The #debtthreat campaign is talking to the wrong audience.
Compliance can take a great deal of credit for bringing greater consistency in how a service is delivered, and in protecting consumers with common standards of treatment. Compliance also helps to protect the businesses themselves, assuring them that if they adhere to agreed processes and systems that they will not fall foul of their regulator, or leave themselves open to vexatious complaints.
Sometimes, however, compliance can have unintended consequences. Sometimes the fear of falling foul of the regulator and its rules can lead to actions that whilst designed to protect the consumer, can actually be to the consumer’s detriment.
Take, for example, the statutory, written communication between a creditor (or debt purchaser) and the customer, required to be sent under the Consumer Credit Act. These formal communications – which includes notices of default and notices of sums in arrears (NOSIAs) - are distinct communications that a company is obliged to send. Failure to do so could render the creditor or debt purchaser non-compliant, and the debt unenforceable. It means that not only would it be in trouble with the regulator, but it would also be open to complaints after the event that could prevent it from collecting what is legally owed.

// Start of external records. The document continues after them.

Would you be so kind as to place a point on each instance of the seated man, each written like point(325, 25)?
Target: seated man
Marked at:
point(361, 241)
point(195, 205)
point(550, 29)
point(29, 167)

The language required in such a letter is undoubtedly formal, complicated, and arguably rather intimidating. Indeed, it has given rise to a specific campaign #debtthreat calling for an end to such communication. But this is where the collections sector is caught between a rock and a very hard place. While the majority of letters it sends are often much more customer-oriented, and very clearly supportive, the formal letters have to use prescribed language, phrases and words that every company has to include.
Now of course it could be argued that prescribed language should not be an excuse for poor letter writing – the focus should always be on helping the customer – but even the most finely crafted letter may appear intimidating to a confused consumer and do little to aid their understanding. The technical nature of the Consumer Credit Act 1974 sometimes means that there is an understandable nervousness in writing documentation that is clear, simple and concise. I think we all agree, also, that a letter that is intended to explain a customer’s situation is of little use when all it achieves is to drive the consumer to seek further explanation, with all of the inherent worry that this brings!
The #debtthreat campaign is understandable, but it needs to distinguish between those letters a creditor is obliged to send to be compliant, and those that it would ordinarily send as ‘business as usual’ in an effort to open the lines of communication with a customer. If the law and the regulator oblige the creditor, to follow a particular path, it is a nonsense to criticise the industry for doing what it is told it has to do.
What the campaigners need to recognise is that the current legislation simply does not allow for formal notices that are flexible or dynamic enough to provide meaningful information to a customer and to address any vulnerability throughout the life cycle of a debt. The campaign needs to target the regulator and the government, for change will require primary legislation. And if that is what Is desired, then we will happily support the debt advice sector and other stakeholders in seeing it comes about.